AI sound model gives users unrivalled audio control

A team of researchers has developed a generative AI model called Fugatto that is set to transform the audio landscape, offering users unparalleled control over sound creation and manipulation.

Fugatto is a versatile tool that allows users to generate or modify any combination of music, voices and sounds using simple text prompts and audio files.

Its capabilities extend far beyond traditional AI sound models. Users can now create music snippets from text descriptions, add or remove instruments from existing songs, alter voice accents and emotions, and even produce entirely new, never-before-heard sounds.

The model’s flexibility opens up a world of possibilities for various industries. Music producers can quickly prototype ideas, experimenting with different styles, voices and instruments. Advertising agencies can easily adapt campaigns for multiple regions by applying different accents and emotions to voiceovers. Language learning tools can be personalised with familiar voices, while video game developers can create dynamic audio assets that respond to in-game actions.

Perhaps one of Fugatto’s most innovative features is its ability to generate unique sounds, akin to the “avocado chair” concept in visual AI. Users can describe and create unconventional audio combinations, such as a trumpet barking or a saxophone meowing.

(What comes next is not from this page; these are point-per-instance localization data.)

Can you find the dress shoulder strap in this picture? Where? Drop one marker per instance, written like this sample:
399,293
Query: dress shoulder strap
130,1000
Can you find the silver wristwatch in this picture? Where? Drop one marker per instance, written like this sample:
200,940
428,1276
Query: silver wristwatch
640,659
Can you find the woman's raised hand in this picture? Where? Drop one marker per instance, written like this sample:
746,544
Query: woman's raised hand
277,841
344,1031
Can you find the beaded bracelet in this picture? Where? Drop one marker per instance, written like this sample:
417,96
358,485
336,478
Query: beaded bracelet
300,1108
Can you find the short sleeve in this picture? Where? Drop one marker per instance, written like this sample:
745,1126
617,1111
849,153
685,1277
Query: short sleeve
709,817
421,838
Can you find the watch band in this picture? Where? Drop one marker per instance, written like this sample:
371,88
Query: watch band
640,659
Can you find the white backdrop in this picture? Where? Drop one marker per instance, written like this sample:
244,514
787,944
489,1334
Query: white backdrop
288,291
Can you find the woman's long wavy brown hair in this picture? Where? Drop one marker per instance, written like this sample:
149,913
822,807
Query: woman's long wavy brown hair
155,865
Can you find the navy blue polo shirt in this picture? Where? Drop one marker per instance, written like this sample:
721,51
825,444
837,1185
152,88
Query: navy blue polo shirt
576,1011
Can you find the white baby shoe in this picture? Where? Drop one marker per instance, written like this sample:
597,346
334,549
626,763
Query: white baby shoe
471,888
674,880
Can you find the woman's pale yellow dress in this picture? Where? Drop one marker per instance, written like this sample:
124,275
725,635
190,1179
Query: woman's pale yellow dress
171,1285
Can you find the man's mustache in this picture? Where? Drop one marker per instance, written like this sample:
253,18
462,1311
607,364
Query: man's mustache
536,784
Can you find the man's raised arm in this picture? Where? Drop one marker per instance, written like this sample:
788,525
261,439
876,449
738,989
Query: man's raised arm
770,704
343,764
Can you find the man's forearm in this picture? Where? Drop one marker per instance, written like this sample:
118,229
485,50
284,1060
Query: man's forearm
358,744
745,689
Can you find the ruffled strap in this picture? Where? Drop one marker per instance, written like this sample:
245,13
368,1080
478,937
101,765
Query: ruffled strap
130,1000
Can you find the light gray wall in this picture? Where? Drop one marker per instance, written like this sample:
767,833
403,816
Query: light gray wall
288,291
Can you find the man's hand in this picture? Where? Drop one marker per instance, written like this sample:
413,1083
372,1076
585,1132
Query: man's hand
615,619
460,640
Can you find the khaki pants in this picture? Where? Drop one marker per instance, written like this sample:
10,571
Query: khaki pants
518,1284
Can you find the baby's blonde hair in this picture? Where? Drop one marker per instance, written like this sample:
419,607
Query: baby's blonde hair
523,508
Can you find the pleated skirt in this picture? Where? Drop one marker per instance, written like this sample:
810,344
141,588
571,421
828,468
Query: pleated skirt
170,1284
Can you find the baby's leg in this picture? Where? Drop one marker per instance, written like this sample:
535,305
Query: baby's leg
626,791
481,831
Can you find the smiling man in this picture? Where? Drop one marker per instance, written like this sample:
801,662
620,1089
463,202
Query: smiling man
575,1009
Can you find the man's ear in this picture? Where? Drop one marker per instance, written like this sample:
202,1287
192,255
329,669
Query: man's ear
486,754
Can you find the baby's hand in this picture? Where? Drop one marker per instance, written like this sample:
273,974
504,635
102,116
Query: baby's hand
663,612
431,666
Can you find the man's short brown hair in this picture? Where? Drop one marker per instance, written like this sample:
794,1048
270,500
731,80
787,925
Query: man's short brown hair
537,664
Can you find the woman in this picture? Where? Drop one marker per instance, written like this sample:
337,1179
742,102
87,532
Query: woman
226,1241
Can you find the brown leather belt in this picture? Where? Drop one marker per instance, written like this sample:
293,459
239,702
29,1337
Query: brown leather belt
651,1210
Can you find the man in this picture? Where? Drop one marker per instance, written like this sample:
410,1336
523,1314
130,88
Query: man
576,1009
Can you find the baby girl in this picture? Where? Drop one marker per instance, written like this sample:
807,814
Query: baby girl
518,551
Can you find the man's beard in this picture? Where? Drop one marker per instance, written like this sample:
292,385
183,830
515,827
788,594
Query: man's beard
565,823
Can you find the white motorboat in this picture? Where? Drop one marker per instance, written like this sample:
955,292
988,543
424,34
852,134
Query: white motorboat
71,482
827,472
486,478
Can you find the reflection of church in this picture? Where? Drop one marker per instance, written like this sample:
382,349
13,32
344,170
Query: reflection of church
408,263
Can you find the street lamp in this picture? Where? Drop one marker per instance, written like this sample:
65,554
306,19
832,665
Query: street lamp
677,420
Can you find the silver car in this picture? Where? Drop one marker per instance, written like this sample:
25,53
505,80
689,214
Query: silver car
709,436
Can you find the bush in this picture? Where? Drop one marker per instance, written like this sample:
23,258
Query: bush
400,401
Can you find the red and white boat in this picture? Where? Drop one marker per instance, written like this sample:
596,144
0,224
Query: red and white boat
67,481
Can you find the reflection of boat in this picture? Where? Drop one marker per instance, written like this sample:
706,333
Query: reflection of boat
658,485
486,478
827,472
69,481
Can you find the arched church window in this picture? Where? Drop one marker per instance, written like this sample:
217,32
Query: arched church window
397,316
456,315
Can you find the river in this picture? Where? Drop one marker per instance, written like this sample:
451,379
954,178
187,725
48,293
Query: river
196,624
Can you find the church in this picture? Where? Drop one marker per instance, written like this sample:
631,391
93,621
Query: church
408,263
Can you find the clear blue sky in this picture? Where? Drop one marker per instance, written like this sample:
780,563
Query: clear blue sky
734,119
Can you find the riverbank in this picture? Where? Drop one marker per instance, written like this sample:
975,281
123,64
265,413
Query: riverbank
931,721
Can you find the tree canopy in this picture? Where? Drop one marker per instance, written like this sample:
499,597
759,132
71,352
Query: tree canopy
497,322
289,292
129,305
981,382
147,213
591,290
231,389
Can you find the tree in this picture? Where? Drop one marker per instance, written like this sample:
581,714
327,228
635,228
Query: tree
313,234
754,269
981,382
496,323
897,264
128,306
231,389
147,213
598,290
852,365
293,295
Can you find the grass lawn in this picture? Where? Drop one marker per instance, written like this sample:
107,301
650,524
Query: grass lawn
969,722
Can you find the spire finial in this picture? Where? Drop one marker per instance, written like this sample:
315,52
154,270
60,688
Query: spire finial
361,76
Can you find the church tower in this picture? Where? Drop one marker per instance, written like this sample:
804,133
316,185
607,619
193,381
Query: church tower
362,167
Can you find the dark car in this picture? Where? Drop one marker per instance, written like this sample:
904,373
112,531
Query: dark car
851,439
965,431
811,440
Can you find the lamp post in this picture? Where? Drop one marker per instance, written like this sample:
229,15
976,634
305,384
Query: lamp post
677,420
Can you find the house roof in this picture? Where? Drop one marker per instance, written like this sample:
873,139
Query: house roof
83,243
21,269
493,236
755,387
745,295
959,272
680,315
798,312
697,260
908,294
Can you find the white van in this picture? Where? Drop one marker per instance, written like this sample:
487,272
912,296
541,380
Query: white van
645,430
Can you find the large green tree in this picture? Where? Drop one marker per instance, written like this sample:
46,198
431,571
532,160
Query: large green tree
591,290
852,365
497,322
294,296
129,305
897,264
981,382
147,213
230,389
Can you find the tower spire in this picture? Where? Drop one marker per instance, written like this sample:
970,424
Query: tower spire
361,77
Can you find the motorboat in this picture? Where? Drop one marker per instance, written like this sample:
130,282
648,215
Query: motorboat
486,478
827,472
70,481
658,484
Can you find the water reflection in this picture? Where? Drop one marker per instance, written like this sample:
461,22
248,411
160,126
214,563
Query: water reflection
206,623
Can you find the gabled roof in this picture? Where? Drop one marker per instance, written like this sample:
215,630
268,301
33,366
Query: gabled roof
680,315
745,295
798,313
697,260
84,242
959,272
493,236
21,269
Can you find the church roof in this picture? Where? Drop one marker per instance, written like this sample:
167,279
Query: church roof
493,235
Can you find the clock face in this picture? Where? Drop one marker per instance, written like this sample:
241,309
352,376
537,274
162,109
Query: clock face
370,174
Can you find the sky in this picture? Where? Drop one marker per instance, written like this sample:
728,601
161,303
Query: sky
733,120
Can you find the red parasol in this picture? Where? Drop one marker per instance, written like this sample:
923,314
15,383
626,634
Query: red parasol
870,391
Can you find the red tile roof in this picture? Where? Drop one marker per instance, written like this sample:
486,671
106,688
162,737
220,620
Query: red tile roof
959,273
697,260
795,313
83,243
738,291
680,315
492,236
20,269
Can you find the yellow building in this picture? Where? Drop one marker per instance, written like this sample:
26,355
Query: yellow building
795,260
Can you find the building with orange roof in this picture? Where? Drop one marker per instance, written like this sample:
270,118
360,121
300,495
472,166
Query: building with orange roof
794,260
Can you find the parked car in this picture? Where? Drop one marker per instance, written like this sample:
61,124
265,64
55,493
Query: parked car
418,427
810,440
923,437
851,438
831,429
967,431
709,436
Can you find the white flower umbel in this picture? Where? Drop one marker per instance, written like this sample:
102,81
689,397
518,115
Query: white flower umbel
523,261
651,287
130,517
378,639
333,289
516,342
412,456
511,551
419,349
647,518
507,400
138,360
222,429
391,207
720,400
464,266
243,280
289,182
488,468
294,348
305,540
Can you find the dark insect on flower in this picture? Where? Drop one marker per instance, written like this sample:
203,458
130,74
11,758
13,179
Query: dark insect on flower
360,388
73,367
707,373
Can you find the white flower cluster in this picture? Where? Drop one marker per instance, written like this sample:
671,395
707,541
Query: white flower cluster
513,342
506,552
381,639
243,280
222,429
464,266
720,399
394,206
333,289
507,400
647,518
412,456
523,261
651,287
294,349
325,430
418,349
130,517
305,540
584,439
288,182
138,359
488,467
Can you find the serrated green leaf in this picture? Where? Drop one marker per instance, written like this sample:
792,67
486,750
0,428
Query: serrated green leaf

The model also demonstrates emergent properties, showcasing capabilities that arise from the interaction of its various trained abilities.

Fugatto’s user-friendly interface allows for fine-tuned control over audio attributes. The ComposableART technique lets users combine instructions in novel ways, while temporal interpolation allows for the creation of evolving soundscapes. These features provide users with an unprecedented level of artistic control over their audio creations.

“We wanted to create a model that understands and generates sound like humans do. Fugatto is our first step toward a future where unsupervised multi-task learning in audio synthesis and transformation emerges from data and model scale,” said Rafael Valle, Manager of Applied Audio Research at NVIDIA and one of the dozen-plus people, including an orchestral conductor and composer, behind Fugatto.